I caught it anyway. “Your knees?”

“My knees are involved in a private dispute with the ground.”

“We can get you a pad.”

“I’m not using a kneeling pad after three days.”

“It’s equipment.”

“That sounds like the beginning of surrender.”

I stared at her for half a second.

Daphne stared back, and then her lips twitched.

I reached into the crate and pulled out the foam kneeling pad. “Use the pad.”

“Are you always this stubborn about foam?”

“Only when I’m right.”

“That sounds convenient.”

“It usually is.”

She took the pad and slid it under her knees. “Fine. But if Tyler notices, I’m blaming you.”

“Tyler has compost problems.”

“Spoken like a man who knows how to redirect attention.”

Birdie laughed loud enough that the peppers got company.

For the next hour, Daphne worked beside me down the south row.

She asked before cutting. She checked each connector.

She listened the first time I showed her how to angle the emitters toward the roots, and she corrected her own placement on the next line before I said anything.

Dirt streaked one forearm. Sweat dampened the soft hair at her temple.

She didn’t rush, and she didn’t quit when the plastic fought her.

She looked up from a stubborn cap. “This one’s stuck.”

I took the line from her. “It’s jammed with grit.”

“After all that work? That seems unfair.”

“Grit will do that.”

“Clearly.”

I pinched the cap, twisted, and popped it loose. A little spray of water hit the front of my shirt.

Daphne’s eyes dropped to the wet spot.

I remembered her hands dragging my shirt up my chest yesterday. Her mouth. Her knees braced against my sides on the dock. Her voice saying my name like she’d forgotten the world could hear.

Daphne’s fingers tightened around the tubing.

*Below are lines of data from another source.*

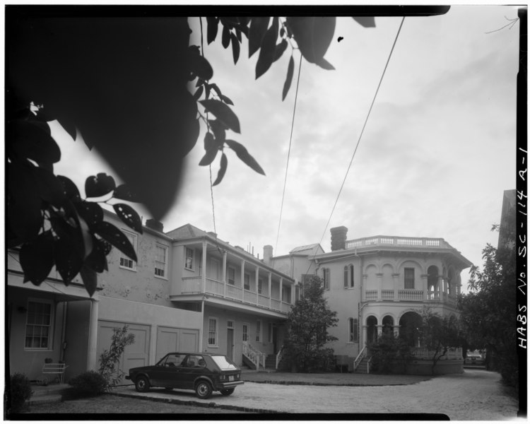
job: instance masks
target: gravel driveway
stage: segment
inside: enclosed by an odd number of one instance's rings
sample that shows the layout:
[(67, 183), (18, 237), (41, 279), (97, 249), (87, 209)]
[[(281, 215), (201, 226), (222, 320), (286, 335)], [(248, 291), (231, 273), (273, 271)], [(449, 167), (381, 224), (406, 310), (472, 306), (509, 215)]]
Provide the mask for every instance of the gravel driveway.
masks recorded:
[[(332, 384), (332, 382), (331, 382)], [(404, 386), (310, 386), (246, 382), (232, 396), (214, 393), (201, 401), (192, 391), (153, 389), (137, 393), (121, 387), (116, 394), (172, 399), (220, 408), (302, 413), (445, 413), (451, 420), (506, 420), (517, 417), (517, 403), (496, 372), (466, 370)], [(170, 401), (171, 401), (170, 400)]]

I handed the cap back. “Clear it and put it on again.”

She blinked, then nodded. “Yes. Absolutely. I’m now a cap-clearing professional.”

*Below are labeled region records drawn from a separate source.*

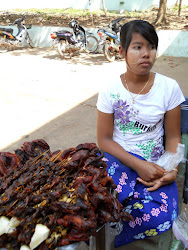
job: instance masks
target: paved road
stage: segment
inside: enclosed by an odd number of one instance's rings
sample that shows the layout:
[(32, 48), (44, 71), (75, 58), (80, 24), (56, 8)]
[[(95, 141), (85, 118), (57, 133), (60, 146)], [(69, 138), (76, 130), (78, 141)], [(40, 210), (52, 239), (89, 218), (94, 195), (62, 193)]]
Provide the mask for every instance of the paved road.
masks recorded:
[[(96, 142), (97, 93), (107, 78), (125, 71), (122, 60), (85, 53), (62, 60), (44, 48), (1, 52), (0, 60), (1, 151), (36, 138), (52, 150)], [(188, 96), (187, 63), (160, 57), (154, 71), (177, 79)]]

“You’ve had one hour of training.”

“Then I’m seasonal help.”

“I’ve seen worse resumes.”

Her mouth curved. “That’s reassuring or terrifying.”

“Both, usually.”

“Do seasonal experts garden?”

“Not in those shoes.”

“That isn’t a no.”

“It’s close.”

Daphne smiled and held up the cap. “I’m very good at noticing people’s shoes.”

A laugh broke out of me before I could stop it.

Daphne’s face changed when she heard it. Not big. Not dramatic. Her eyes warmed, and her shoulders eased.

I took the cleared cap and put it back on the line. “Keep working.”

“Very mature.”

“Try not to sound disappointed.”

“I was hoping for a community activity.”

“We’ve got compost if you’re bored.”

“No, thank you. Tyler needs supervision.”